Implementation

Environment and technologies
R is a software environment that can be run on a variety of UNIX platforms, as well as Windows and Mac OS. This package employs R to analyze input files and output results in the HyperText Markup Language (HTML) format. In HTML files, PPI networks are displayed as Force-Directed Graphs with JavaScript library D3. To maintain consistency across different browsers, HTML files follow the HTML 4.01 Strict standard, HTML 5 experimental standard, and CSS version 3 standard. Thus, different browsers such as Chrome, Firefox, Safari, Opera and IE10, consistently display the output.

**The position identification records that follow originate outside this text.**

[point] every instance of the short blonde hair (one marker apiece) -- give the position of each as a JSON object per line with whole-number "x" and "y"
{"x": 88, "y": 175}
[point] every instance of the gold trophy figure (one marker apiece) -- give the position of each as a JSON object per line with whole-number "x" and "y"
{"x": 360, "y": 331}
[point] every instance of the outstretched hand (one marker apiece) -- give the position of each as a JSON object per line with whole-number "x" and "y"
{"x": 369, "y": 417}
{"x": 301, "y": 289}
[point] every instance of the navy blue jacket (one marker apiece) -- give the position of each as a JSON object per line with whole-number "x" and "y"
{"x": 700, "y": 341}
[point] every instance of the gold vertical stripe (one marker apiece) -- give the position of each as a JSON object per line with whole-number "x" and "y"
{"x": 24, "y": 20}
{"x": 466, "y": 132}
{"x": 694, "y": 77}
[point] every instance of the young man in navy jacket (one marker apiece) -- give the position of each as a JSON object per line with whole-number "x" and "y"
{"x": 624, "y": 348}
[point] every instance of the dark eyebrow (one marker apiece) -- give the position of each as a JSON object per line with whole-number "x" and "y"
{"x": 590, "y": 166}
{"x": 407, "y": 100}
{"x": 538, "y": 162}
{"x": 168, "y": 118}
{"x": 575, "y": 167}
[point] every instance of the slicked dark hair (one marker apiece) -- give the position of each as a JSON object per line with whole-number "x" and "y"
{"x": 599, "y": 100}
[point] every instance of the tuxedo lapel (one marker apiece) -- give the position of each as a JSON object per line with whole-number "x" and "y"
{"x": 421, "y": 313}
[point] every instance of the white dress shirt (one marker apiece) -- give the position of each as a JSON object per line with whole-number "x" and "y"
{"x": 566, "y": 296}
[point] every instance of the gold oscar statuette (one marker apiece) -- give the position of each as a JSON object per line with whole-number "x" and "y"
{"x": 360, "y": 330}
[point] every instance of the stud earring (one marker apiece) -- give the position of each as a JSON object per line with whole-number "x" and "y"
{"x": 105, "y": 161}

This cisPath package is available through the Bioconductor Project [10]. For users of cloud servers, RStudio is recommended as it enables primary users to provide a browser-based interface of a version of R running on a remote Linux server. Louis Aslett has provided various kinds of Amazon Machine Images (AMIs) which make deploying an RStudio Server very fast and easy [11]. These AMIs are highly recommended, especially for free micro instance users. The Bioconductor team has also developed AMIs optimized for running Bioconductor packages with the Amazon Elastic Compute Cloud (EC2) [12]. Users without any cloud services experience can easily launch the AMI using instructions on the Bioconductor website. An introduction on the use of this package for R beginners is also available on our website [9].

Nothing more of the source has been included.